Rappelons que la Belgique est visée par la directive européenne du 13 décembre 2011, dite « directive permis unique », qui enjoint aux États membres d’établir une procédure unique et la délivrance d’un permis unique autorisant les ressortissants de pays tiers à la fois à résider et à travailler sur leur territoire.
Dans sa déclaration de politique régionale, le gouvernement s’est donné la mission d’évaluer la procédure d’octroi et de renouvellement des permis de travail afin, d’une part, d’améliorer l’intégration des ressortissants étrangers en Région bruxelloise et, d’autre part, d’apporter des solutions à une pénurie d’emploi croissante et aux difficultés des entreprises bruxelloises à pourvoir certaines fonctions.
Où en est le processus d’évaluation de la procédure d’octroi et de renouvellement des permis de travail ? Sur quels indicateurs porte-t-elle ? Quelles sont les questions spécifiques auxquelles cette évaluation doit répondre ? Quels acteurs sont consultés dans le cadre de cette évaluation ? Les conclusions de cette évaluation pourront-elles déboucher sur la modification de la procédure actuelle ? Quelle est la marge de manœuvre de la Région pour amender la législation actuelle en matière d’octroi des permis uniques ? Des consultations et des mécanismes de coordination existent entre la Région, le niveau fédéral et l’Office des étrangers quant à la mise en œuvre et à l’amendement des procédures et des conditions d’obtention du permis unique. Comment fonctionnent-ils ? Pouvez-vous déjà nous fournir les chiffres, pour l’année 2021, concernant les demandes de permis de travail déposées auprès de Bruxelles Économie et emploi, leur issue et leur justification ? Avez-vous, comme la ministre Morreale, sollicité l’inscription du dossier du permis unique à l’ordre du jour de prochaine la conférence interministérielle sur la migration et l’intégration ? Dans l’affirmative, qu’allez-vous y plaider ou, si elle a déjà eu lieu, qu’y avez-vous plaidé ?
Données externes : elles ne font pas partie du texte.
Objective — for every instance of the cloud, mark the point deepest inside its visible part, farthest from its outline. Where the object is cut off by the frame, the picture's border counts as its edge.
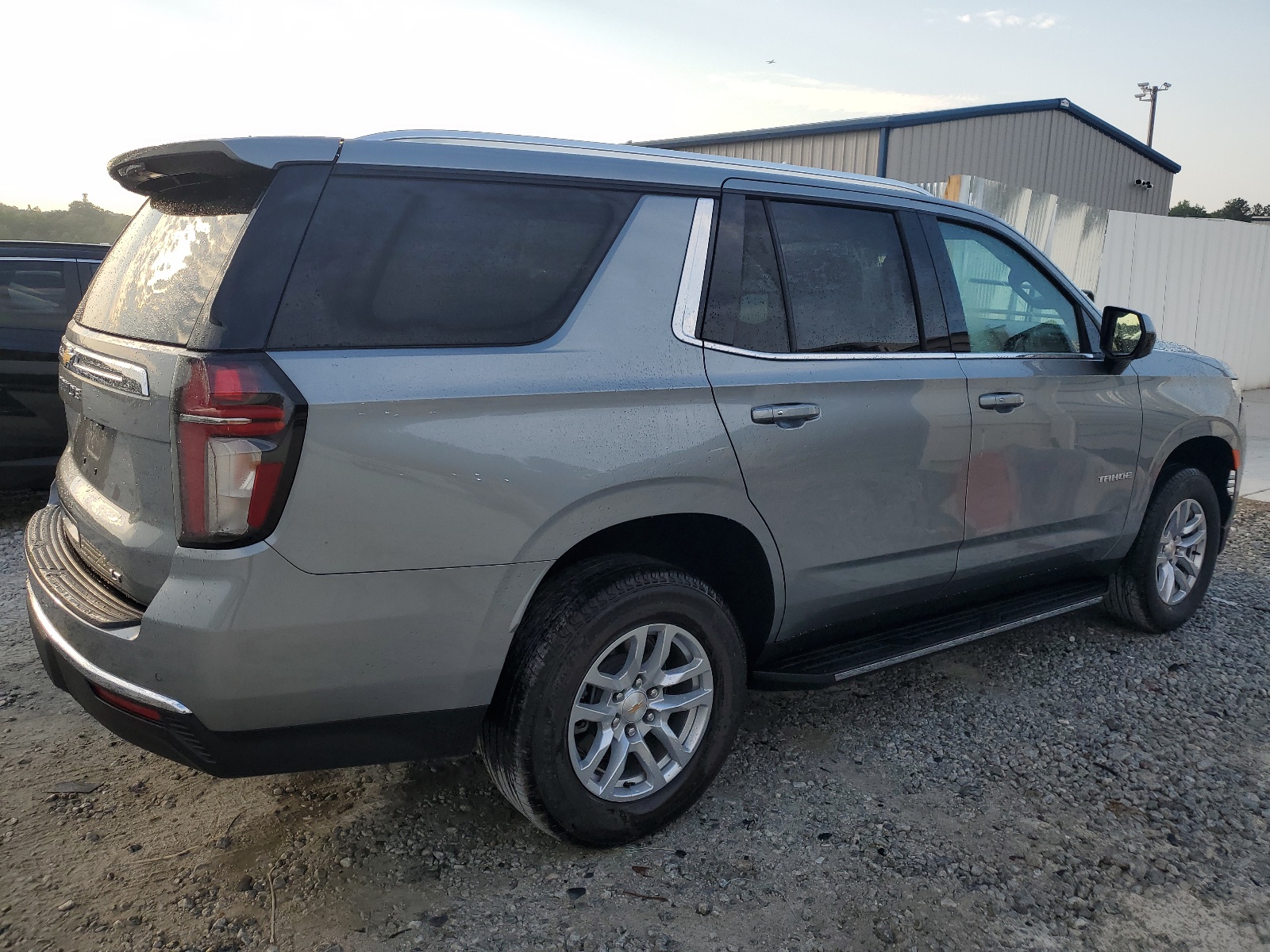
(803, 99)
(1000, 18)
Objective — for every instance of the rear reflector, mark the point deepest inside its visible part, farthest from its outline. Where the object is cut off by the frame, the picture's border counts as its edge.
(238, 440)
(124, 704)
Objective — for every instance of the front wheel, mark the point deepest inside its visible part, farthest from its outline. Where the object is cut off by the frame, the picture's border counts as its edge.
(619, 702)
(1162, 581)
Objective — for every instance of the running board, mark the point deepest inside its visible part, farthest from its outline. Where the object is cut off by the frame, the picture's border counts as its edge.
(825, 666)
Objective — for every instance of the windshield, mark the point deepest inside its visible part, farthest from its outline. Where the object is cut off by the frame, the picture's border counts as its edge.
(168, 262)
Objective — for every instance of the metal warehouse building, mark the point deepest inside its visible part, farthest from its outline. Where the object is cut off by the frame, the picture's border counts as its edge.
(1048, 145)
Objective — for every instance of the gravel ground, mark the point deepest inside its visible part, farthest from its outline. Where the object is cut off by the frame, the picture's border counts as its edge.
(1071, 785)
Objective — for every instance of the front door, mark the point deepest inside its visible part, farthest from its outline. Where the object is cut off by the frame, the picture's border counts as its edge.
(1054, 436)
(846, 410)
Quelles sont les mesures mises en place pour faciliter l’inscription des migrants – notamment ukrainiens – chez Actiris ?
Comment Actiris est-il mobilisé pour accompagner les migrants en demande d’emploi et de formation ? Des effectifs supplémentaires sont-ils déployés pour répondre à l’afflux des réfugiés ukrainiens ?
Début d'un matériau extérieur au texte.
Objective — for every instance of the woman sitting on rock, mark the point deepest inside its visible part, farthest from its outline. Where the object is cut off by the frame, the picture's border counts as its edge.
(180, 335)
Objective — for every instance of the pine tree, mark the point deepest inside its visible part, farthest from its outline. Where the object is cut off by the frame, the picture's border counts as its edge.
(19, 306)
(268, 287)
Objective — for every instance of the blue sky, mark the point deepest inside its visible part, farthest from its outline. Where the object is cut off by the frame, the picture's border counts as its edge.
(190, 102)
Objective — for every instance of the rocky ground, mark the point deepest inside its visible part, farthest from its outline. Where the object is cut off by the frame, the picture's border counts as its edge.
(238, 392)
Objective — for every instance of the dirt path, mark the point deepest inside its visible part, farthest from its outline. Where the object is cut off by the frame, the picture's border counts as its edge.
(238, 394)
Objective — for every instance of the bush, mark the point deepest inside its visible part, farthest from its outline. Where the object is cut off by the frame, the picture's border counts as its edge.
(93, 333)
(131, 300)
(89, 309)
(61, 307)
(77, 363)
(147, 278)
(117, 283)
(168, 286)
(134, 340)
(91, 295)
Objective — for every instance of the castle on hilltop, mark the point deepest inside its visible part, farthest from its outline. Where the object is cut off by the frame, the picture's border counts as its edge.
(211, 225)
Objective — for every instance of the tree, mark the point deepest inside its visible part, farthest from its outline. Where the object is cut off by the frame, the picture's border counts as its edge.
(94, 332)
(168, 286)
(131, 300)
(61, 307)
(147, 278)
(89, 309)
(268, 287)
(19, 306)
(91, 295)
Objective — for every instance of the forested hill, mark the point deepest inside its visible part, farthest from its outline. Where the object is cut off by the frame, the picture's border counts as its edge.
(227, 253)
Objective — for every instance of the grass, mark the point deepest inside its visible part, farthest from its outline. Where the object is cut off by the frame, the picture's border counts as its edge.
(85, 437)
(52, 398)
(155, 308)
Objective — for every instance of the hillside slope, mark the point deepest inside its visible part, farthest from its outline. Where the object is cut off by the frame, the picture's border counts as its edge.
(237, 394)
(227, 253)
Des formations en langue étrangère ou en lien avec la liste des métiers en pénurie sont-elles envisagées ? Enfin, des séances d’information collectives sur le marché du travail ainsi que sur l’offre de services d’Actiris sont- elles organisées au départ des communes bruxelloises ? Dans l’affirmative, comment se déroulent-elles ?
Le Ministre m’a répondu ;
Vous évoquez plusieurs sujets. Permettez-moi d’abord de distinguer quatre situations différentes :
– les Ukrainiens qui arrivent chez nous ne sont ni des migrants ni des demandeurs d’asile. Ils bénéficient de la protection temporaire, qui constitue un statut distinct. Ils n’ont pas à introduire une demande particulière car la procédure est automatique ;
– les demandeurs d’asile doivent, quant à eux, suivre une procédure particulière. Dès qu’ils sont reconnus, ils obtiennent automatiquement le droit de travailler ;
– les travailleurs étrangers qui introduisent, depuis l’étranger, une demande pour travailler sur le territoire bruxellois, font l’objet de la procédure de permis unique; un autre débat concerne enfin les personnes résidant sur le territoire, qui travaillent peut-être, mais qui n’ont pas de résidence légale sur le territoire.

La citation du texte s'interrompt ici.